I am a Master of Applied Science candidate in Materials Science & Engineering at the University of Toronto, specializing in the performance of materials in extreme environments. My current research focuses on investigating the corrosion behaviour of additively manufactured materials for molten salt reactor applications, directly addressing key challenges in next-generation nuclear systems. With a strong background in additive manufacturing, materials characterization, and machine learning, I bridge the gap between fundamental research and practical engineering solutions.

My work, recognized through publications and prestigious scholarships, is driven by a passion for developing innovative materials to advance clean energy technology.

I am a materials researcher with hands-on experience in developing and characterizing materials for demanding environments, particularly relevant to the nuclear sector. My graduate research at the Laboratory for Extreme Mechanics & Additive Manufacturing focuses on investigating corrosion and stress corrosion cracking in advanced alloys and additively manufactured steels. I have pioneered a novel magnetic field-assisted manufacturing technique for creating graded components and developed a machine learning model in Python to optimize this process.

This work is complemented by practical skills in electrochemical/mechanical testing (LPR, CPP, EIS, and SSRT testings), advanced characterization (SEM/EDS, XPS), and proficiency in engineering design software like SolidWorks and CATIA, providing a strong foundation for mechanical design and analysis.

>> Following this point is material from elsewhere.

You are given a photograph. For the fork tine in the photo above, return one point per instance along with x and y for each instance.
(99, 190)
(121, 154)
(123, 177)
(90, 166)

I am currently completing a Master of Applied Science in Materials Science & Engineering at the University of Toronto, maintaining a perfect 4.0 GPA in all graduate courses. This follows the completion of my Bachelor of Applied Science in the same discipline, where I graduated with high distinction. My graduate studies are intensely focused on the performance and degradation of materials, including my current project on corrosion in molten salt environments.

This advanced education has provided me with a deep theoretical and practical understanding of material science—a desired asset for the role—and directly supports engineering tasks involving material selection, failure analysis, and the development of robust components.